Меня начало мутить. Выпрыгнув на ходу, я облегчил желудок под пальмой и еще раз сообщил выглядывающему из кабинки Сурьяниану о том, кем себя в данный момент считаю.
— Ай эм гад! Ай эм гад!
Пьяные слезы застилали глаза. В расплывающемся свете фонарей я видел, как наш толстый рикшевала в красной кепке козырьком назад вдруг выскочил из кабины и посеменил к набережной, что-то выкрикивая и размахивая руками.
— Бежим, — дернул меня за одежду Левон. — Скорее влезайте обратно. И молчите, ради всего святого.
Утираясь платком на ходу, я нырнул в кабинку, мой друг прыгнул на место водителя, и мы покатились вниз по переулкам, ведущим к порту. В последний момент я заметил, что от Ворот Индии к нам быстро приближалась организованная группа человек в двадцать.
— Это «Убийцы Будды», — крикнул Левон и встал на педали, чтобы прибавить ходу. — Я же предупреждал: синхронно пьем одинаковые напитки. Где вы успели сбиться с курса? Вы понимаете, что русский «гад» — это английский «бог»?
О да, теперь я все понимал. Я вспомнил даже, что английский «бог» — это русская «трясина», заворожено наблюдая за тем, как рикшевалы в красных кепках заводят моторы и бросаются в погоню. Их пустые кабинки подпрыгивали на булыжниках мостовой, звенели обильной бижутерией и сверкали в свете луны. Расстояние между нами сокращалось с каждой секундой.
Ай лачо дывэс…
(Lou Reed, «Perfect Day»)
Кузя позвонила на следующий день и предложила Арсению встретиться через два часа у входа в зоопарк. В равной степени чтобы проветрить голову и сэкономить на метро, Романов побрел по бульварам, ускорил шаг на Тверской и вскоре оказался в центре булыжной площади Дарвина, где субботняя очередь в кассу зоопарка огибала не так давно проросший здесь памятник дикой маслине.

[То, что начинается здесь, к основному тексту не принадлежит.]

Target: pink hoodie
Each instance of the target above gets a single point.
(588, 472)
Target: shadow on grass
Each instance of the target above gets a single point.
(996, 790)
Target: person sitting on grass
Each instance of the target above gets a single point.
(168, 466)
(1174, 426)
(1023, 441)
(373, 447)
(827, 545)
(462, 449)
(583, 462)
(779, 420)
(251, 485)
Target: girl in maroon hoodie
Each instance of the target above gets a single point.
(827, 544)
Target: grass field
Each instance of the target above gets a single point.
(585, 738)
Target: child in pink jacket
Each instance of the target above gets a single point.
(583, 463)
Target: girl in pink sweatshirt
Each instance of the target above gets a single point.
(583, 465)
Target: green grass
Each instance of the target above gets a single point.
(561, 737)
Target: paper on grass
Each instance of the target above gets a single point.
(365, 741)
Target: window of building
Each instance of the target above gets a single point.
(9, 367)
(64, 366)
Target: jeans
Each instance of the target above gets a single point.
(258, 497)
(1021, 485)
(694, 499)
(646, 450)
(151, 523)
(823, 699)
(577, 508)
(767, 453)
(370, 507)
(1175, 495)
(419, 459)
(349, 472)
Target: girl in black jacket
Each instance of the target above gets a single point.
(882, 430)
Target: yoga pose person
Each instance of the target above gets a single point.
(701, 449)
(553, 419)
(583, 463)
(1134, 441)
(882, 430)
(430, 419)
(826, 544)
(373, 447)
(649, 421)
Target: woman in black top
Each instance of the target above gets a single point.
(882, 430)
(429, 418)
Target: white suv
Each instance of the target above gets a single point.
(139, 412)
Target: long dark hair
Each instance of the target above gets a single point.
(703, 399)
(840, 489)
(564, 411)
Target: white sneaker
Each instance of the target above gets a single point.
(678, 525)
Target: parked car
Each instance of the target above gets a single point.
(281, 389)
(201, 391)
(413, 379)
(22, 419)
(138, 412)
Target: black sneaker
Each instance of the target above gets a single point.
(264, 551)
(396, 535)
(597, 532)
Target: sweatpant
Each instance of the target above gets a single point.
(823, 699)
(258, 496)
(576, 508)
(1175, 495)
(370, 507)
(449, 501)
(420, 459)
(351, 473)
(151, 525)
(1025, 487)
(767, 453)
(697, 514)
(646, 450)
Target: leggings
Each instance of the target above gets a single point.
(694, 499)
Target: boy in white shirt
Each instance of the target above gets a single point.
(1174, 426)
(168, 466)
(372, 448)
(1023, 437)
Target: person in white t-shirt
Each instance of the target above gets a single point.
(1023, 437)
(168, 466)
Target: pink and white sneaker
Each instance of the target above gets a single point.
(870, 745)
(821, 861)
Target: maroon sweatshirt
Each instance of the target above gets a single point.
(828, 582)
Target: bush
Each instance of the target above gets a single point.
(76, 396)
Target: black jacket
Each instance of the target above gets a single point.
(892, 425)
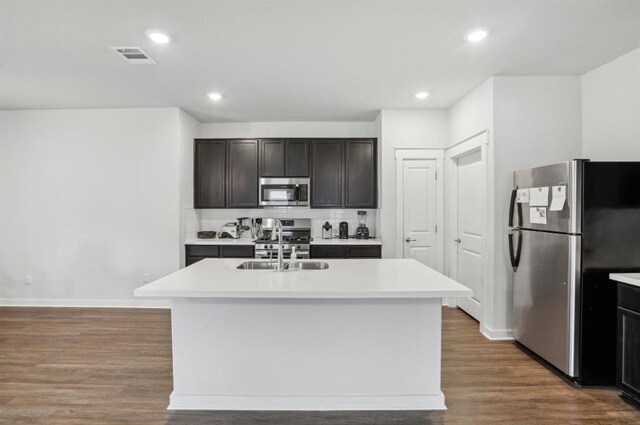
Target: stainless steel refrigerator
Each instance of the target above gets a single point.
(571, 224)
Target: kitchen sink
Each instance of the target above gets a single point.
(265, 265)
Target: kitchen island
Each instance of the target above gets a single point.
(359, 335)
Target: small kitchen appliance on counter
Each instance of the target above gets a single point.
(296, 233)
(233, 230)
(326, 230)
(362, 232)
(229, 231)
(344, 230)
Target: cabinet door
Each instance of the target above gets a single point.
(628, 364)
(326, 173)
(360, 185)
(242, 173)
(209, 174)
(297, 158)
(272, 158)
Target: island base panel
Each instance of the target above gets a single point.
(306, 354)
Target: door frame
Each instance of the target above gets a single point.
(436, 155)
(478, 142)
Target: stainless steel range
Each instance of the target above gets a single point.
(295, 232)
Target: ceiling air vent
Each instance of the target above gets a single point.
(134, 55)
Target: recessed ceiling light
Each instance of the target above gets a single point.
(158, 37)
(476, 35)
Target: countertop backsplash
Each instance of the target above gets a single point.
(210, 219)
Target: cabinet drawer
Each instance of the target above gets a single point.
(327, 251)
(629, 297)
(364, 251)
(237, 251)
(203, 250)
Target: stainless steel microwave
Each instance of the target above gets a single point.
(284, 191)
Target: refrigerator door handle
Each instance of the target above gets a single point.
(514, 255)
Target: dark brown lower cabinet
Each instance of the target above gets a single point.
(195, 253)
(346, 251)
(628, 363)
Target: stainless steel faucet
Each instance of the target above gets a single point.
(278, 226)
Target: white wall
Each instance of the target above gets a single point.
(537, 121)
(400, 129)
(611, 110)
(89, 201)
(288, 129)
(188, 129)
(472, 114)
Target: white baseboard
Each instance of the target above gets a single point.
(10, 302)
(496, 335)
(307, 402)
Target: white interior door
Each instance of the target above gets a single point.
(419, 210)
(470, 226)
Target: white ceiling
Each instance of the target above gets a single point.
(295, 60)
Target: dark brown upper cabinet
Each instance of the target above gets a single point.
(225, 173)
(360, 188)
(242, 173)
(297, 158)
(343, 174)
(326, 173)
(280, 158)
(272, 158)
(209, 174)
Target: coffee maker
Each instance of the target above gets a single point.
(362, 232)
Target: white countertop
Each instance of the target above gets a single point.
(350, 241)
(628, 278)
(361, 278)
(250, 241)
(216, 241)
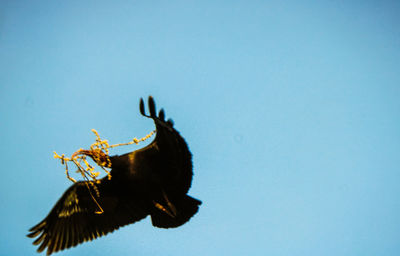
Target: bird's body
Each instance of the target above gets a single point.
(150, 181)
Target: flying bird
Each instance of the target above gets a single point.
(151, 181)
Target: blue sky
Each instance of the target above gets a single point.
(290, 108)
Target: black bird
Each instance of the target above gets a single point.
(151, 181)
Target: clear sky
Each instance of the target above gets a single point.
(290, 108)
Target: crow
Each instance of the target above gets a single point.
(151, 181)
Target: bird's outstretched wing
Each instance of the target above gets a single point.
(169, 149)
(75, 218)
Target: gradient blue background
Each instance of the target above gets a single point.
(291, 110)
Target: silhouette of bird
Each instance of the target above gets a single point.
(151, 181)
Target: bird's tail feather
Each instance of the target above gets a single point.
(185, 209)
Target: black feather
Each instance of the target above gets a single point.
(165, 171)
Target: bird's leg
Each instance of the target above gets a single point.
(171, 206)
(162, 208)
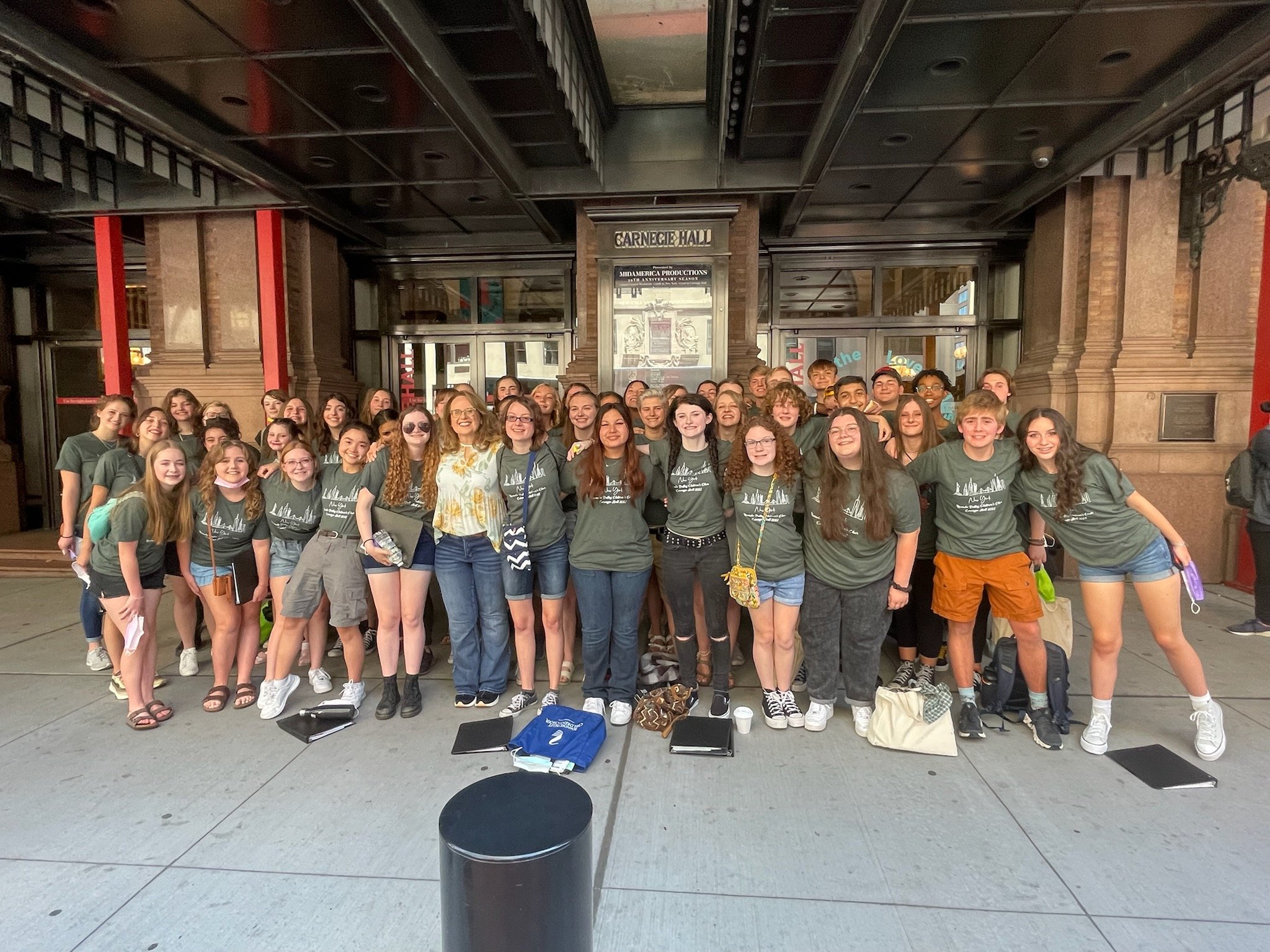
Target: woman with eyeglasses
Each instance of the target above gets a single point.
(402, 479)
(763, 485)
(530, 475)
(469, 528)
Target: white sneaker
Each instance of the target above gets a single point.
(319, 681)
(817, 716)
(98, 659)
(353, 694)
(1209, 731)
(280, 694)
(1094, 738)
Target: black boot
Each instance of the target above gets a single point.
(412, 702)
(389, 701)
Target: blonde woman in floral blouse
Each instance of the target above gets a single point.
(468, 526)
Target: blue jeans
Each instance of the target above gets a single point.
(470, 574)
(609, 604)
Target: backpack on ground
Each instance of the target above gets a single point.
(1005, 689)
(1241, 480)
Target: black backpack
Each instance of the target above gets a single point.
(1002, 691)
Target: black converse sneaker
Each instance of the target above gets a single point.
(774, 710)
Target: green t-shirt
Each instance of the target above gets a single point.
(127, 523)
(973, 508)
(231, 531)
(1101, 528)
(545, 526)
(79, 455)
(291, 513)
(117, 470)
(413, 506)
(780, 552)
(694, 495)
(858, 560)
(611, 534)
(339, 491)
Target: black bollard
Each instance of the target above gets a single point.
(516, 866)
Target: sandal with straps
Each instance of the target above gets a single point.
(219, 696)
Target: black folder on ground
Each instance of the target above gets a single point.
(1161, 769)
(483, 736)
(703, 735)
(316, 723)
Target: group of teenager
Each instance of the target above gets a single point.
(838, 521)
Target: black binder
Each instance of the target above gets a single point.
(1161, 769)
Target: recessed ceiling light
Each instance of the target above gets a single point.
(946, 68)
(371, 94)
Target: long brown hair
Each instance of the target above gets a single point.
(876, 469)
(789, 460)
(592, 478)
(207, 488)
(397, 482)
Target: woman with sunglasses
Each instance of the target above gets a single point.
(402, 479)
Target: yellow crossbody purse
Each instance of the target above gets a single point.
(742, 582)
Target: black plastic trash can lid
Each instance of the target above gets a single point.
(515, 816)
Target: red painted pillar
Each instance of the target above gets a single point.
(273, 299)
(113, 304)
(1245, 574)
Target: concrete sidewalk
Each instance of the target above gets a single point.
(223, 832)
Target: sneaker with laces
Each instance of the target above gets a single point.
(319, 681)
(801, 678)
(1209, 731)
(774, 710)
(793, 715)
(353, 694)
(520, 701)
(968, 723)
(817, 716)
(904, 676)
(721, 705)
(1094, 738)
(1044, 731)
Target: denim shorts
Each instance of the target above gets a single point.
(788, 592)
(203, 573)
(283, 555)
(1152, 564)
(424, 562)
(550, 566)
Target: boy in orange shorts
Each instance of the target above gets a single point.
(980, 547)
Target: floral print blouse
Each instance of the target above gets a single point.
(469, 495)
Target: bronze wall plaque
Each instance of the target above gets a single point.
(1188, 418)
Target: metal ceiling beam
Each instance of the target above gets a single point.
(408, 33)
(876, 29)
(1209, 77)
(69, 66)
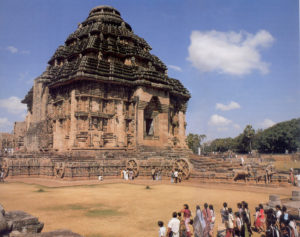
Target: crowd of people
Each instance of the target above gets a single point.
(266, 222)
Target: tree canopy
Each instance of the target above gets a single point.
(194, 141)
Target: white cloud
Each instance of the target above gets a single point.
(232, 105)
(236, 126)
(13, 105)
(267, 123)
(217, 120)
(5, 124)
(12, 49)
(234, 53)
(176, 68)
(222, 129)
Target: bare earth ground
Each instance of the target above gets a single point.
(115, 208)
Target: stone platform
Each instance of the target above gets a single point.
(84, 165)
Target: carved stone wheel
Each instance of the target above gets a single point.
(183, 167)
(59, 169)
(133, 165)
(5, 168)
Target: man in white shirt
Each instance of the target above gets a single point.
(173, 226)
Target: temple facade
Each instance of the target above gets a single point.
(103, 89)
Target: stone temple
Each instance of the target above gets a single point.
(104, 90)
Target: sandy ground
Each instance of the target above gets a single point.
(116, 208)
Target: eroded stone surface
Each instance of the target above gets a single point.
(103, 89)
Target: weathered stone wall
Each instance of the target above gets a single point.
(19, 134)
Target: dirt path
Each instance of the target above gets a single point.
(267, 189)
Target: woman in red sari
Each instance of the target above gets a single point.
(260, 219)
(207, 217)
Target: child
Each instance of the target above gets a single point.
(162, 229)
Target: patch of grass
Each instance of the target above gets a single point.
(286, 165)
(103, 213)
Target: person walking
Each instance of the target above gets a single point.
(187, 217)
(199, 223)
(207, 218)
(1, 175)
(162, 230)
(212, 222)
(176, 176)
(153, 173)
(230, 226)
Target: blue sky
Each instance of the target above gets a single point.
(239, 59)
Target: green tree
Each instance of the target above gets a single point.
(194, 141)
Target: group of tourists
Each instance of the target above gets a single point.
(127, 174)
(182, 224)
(176, 176)
(267, 222)
(294, 177)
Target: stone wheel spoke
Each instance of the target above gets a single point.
(182, 166)
(133, 165)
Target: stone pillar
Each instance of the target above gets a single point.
(140, 126)
(181, 129)
(296, 195)
(37, 101)
(120, 124)
(163, 128)
(73, 120)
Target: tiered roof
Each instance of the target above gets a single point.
(87, 53)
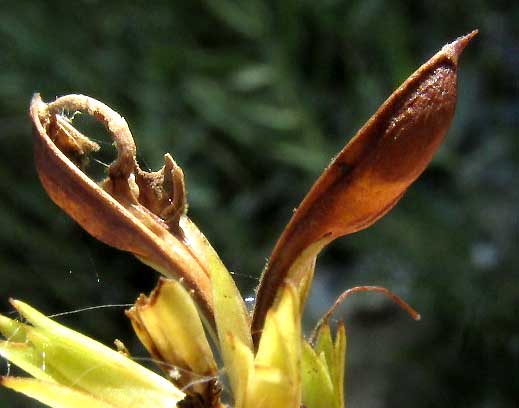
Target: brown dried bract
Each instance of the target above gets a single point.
(133, 210)
(373, 171)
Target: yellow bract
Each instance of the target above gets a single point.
(84, 373)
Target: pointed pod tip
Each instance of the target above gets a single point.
(454, 49)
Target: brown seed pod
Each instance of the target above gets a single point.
(373, 171)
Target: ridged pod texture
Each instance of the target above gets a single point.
(373, 171)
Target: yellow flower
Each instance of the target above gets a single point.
(266, 359)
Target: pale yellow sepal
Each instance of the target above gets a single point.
(276, 378)
(52, 394)
(168, 324)
(323, 369)
(54, 353)
(230, 314)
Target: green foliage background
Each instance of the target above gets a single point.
(253, 98)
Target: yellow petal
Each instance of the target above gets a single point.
(317, 386)
(277, 371)
(77, 361)
(170, 328)
(57, 396)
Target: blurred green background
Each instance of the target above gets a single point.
(253, 98)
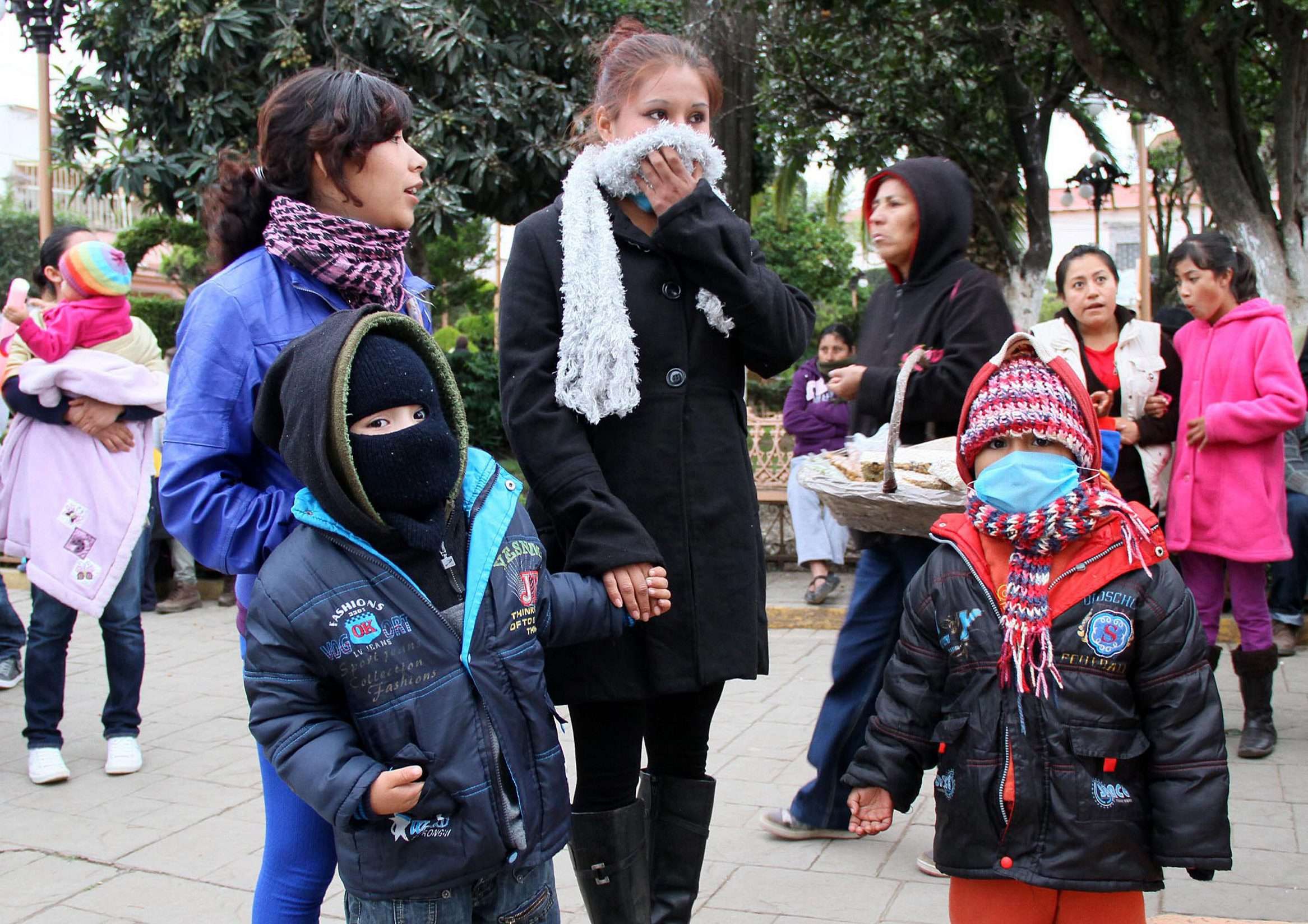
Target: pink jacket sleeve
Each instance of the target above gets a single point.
(54, 342)
(1281, 401)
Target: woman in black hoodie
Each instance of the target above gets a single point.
(920, 218)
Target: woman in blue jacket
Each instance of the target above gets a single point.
(320, 225)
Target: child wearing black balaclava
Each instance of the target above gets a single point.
(394, 657)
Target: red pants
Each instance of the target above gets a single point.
(1011, 902)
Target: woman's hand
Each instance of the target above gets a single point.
(1157, 405)
(870, 811)
(630, 588)
(92, 417)
(117, 437)
(1103, 402)
(665, 181)
(395, 791)
(844, 382)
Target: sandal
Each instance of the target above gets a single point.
(820, 588)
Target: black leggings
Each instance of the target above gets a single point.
(675, 731)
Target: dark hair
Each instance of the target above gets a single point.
(840, 330)
(52, 249)
(1213, 251)
(336, 114)
(627, 56)
(1075, 255)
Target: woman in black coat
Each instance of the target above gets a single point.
(630, 473)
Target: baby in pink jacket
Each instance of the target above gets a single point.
(1226, 514)
(93, 308)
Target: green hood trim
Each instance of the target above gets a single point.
(405, 329)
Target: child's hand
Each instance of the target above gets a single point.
(661, 598)
(870, 811)
(1156, 406)
(16, 313)
(395, 791)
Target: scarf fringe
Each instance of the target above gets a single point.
(598, 373)
(1027, 655)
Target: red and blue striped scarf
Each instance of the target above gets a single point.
(1036, 537)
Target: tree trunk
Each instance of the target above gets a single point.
(728, 30)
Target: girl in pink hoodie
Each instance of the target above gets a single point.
(1240, 392)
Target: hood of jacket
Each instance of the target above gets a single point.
(301, 413)
(1065, 373)
(944, 199)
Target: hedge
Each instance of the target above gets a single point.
(163, 315)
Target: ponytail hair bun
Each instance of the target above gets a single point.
(1215, 252)
(630, 54)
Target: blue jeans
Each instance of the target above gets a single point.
(12, 635)
(863, 648)
(1290, 579)
(49, 631)
(299, 854)
(523, 897)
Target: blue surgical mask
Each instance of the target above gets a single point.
(1023, 482)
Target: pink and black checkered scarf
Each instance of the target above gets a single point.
(362, 262)
(1036, 537)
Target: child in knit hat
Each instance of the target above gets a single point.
(1052, 668)
(92, 308)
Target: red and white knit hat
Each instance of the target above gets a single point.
(1024, 396)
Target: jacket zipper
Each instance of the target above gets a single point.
(1085, 565)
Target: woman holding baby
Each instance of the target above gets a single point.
(631, 311)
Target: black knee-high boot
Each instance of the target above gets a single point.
(681, 812)
(611, 863)
(1255, 669)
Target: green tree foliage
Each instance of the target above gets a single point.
(20, 245)
(495, 87)
(185, 264)
(806, 252)
(975, 81)
(450, 262)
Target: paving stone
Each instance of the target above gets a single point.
(807, 894)
(152, 898)
(46, 881)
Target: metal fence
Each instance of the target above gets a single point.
(114, 212)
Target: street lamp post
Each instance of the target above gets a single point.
(1095, 182)
(41, 24)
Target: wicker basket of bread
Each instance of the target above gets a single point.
(894, 490)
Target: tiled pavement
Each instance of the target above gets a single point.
(181, 840)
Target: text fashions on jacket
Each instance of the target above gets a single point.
(1228, 499)
(223, 494)
(953, 308)
(1118, 773)
(671, 482)
(1146, 364)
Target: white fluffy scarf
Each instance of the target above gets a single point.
(597, 353)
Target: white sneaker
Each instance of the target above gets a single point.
(46, 765)
(123, 756)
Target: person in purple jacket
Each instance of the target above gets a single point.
(819, 421)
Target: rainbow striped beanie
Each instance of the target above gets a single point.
(96, 269)
(1024, 396)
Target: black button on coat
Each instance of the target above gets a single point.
(671, 482)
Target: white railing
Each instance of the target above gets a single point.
(114, 212)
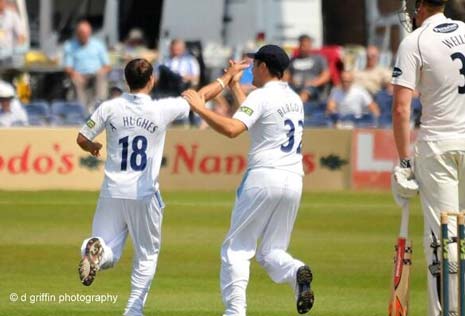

Медное дерево пробивало постамент корнями, в их сплетении шипел экономный вечный огонь, а из текста на постаменте каждый мог узнать, что за исключением факта существования данного монумента, древовидный кустарник дикая маслина, также официально именуемый «лох сребролистый», более ничем не примечателен. Эта умилительная скромность и вдохновила автора на создание скульптуры, подаренной городу корпорацией «Зигпром» в честь приближающейся годовщины Сталинградского мира.
В тени медной маслины за пластиковыми столиками люди с деревянными лицами жевали жареное мясо. Чтобы отделаться от мысли о шашлыке, пришлось отвернуться в другую сторону, и какое-то время Романов развлекался улавливанием запахов отдельных животных в общем аромате зоопарка.
Размышляя о том, прилично ли на первом свидании есть шашлык, Арсений поймал себя на слове «свидание», имеющем как минимум два значения — «встреча влюбленных» и «встреча с заключенным». Ни первому ни второму определению ситуация не соответствовала.